Pourquoi la fougère comme indicateur ?
En 1882, la Maison Houbigant présente Fougère Royale, la première fougère jamais créée, établissant ainsi une nouvelle famille de fragrances qui est encore aujourd’hui la plus populaire pour les fragrances masculines. Les parfums de cette famille sont tous construits autour d’un même schéma : une tête bergamote et lavande, un cœur floral souvent à base de géranium ou de rose, et un fond coumarine, principale molécule de la fève tonka, ou d’un accord mousse de chêne. Un assemblage reconnu comme viril, vivifiant et dynamique par la gente masculine qui se l’ait rapidement approprié, notamment car cette odeur rappelle le savon à barbe utilisé chez les maîtres barbiers.

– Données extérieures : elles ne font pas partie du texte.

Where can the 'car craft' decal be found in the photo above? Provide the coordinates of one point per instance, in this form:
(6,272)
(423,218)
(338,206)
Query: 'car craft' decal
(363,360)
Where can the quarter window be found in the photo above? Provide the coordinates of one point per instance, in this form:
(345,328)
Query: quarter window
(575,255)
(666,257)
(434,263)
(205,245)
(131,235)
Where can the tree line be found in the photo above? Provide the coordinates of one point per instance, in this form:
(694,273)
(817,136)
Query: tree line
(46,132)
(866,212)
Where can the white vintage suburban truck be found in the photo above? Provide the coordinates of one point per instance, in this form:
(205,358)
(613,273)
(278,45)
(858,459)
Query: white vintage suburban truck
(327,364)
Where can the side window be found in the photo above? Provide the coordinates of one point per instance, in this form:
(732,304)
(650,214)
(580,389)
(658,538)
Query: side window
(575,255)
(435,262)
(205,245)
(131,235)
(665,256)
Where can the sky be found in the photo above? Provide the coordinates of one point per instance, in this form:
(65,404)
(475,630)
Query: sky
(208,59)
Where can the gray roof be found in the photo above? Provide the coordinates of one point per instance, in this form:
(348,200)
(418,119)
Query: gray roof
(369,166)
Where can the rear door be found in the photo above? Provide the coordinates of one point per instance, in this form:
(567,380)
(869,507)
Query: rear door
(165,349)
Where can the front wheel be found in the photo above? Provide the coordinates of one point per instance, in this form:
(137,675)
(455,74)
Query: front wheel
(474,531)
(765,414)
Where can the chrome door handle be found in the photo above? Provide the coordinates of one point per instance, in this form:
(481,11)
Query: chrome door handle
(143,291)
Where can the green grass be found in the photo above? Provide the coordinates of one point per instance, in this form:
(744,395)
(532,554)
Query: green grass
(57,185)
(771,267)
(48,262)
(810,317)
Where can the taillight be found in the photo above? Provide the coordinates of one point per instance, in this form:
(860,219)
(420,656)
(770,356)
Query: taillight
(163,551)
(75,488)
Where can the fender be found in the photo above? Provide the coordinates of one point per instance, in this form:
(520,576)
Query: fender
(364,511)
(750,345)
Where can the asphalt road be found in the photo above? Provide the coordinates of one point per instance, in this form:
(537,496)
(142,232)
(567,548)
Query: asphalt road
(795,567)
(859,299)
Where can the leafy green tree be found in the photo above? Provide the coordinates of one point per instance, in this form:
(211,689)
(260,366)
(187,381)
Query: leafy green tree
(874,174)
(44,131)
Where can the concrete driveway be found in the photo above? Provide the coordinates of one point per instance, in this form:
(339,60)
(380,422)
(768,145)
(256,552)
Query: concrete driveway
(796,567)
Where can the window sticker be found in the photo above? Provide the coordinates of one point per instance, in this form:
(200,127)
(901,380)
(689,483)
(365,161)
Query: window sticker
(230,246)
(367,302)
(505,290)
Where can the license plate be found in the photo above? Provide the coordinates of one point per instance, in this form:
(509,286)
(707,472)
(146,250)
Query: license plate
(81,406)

Dans les années 1990, l’évolution de l’homme dans la société est allée jusqu’à se traduire au coeur des flacons de parfums. Trois fougères iconiques sont venues perturber les codes établis en se complétant afin de redéfinir l’image de l’homme des années 1990 : CK One (Calvin Klein), XS (Paco Rabanne) et Le Mâle (Jean-Paul Gaultier). En faisant varier les éléments de base de la structure fougère, ils ont redéfini olfactivement l’essence de cette famille olfactive.
Fraicheur, virilité et force
La fraîcheur est évidemment la raison d’être de la fougère : assurer à l’homme un sentiment de propreté tout au long de sa journée, quelles que soient ses activités. C’est là tout le rôle du dihydromyrcenol avec sa fraîcheur aromatique aux accents fruités dans CK One, de la lavande et de la menthe dans Le Mâle ou des citrus dans XS.
La virilité est l’élément le plus intéressant de cette évolution. Dans CK One, elle se veut partagée, décontractée, ni agressive, ni dominatrice pour coller à l’image d’un Y à la fois décomplexé et bienveillant. Plus subversive dans Le Mâle, elle se définit hors du cadre de l’hétérosexualité et ne fait plus du parfum masculin un élément de séduction uniquement en direction des femmes. Surjouée, la virilité se veut quasi caricaturale, reprenant alors les codes du milieu gay, tout en collant à la structure de la fougère avec bien sûr des éléments aromatiques mais également du cumin et de la tonalide, un musc très terreux et résolument masculin. Avec XS, la virilité s’autorise à sortir des sentiers battus grâce à une belle note florale qui contrebalance le côté boisé épicé du parfum.
Enfin, la force car il n’y a pas de fougère sans puissance ni ténacité. Sa structure se veut par essence radiante afin de projeter la personnalité de l’homme vers l’extérieur. Dans les fougères des années 1990, cette puissance de projection est, d’un point de vue purement technique, assez novatrice. Sous ses faux airs de Cologne, CK One est un parfum linéaire mais puissant et tenace qui diffuse une fraîcheur musquée qui dure et défie la structure classique d’évaporation pyramidale.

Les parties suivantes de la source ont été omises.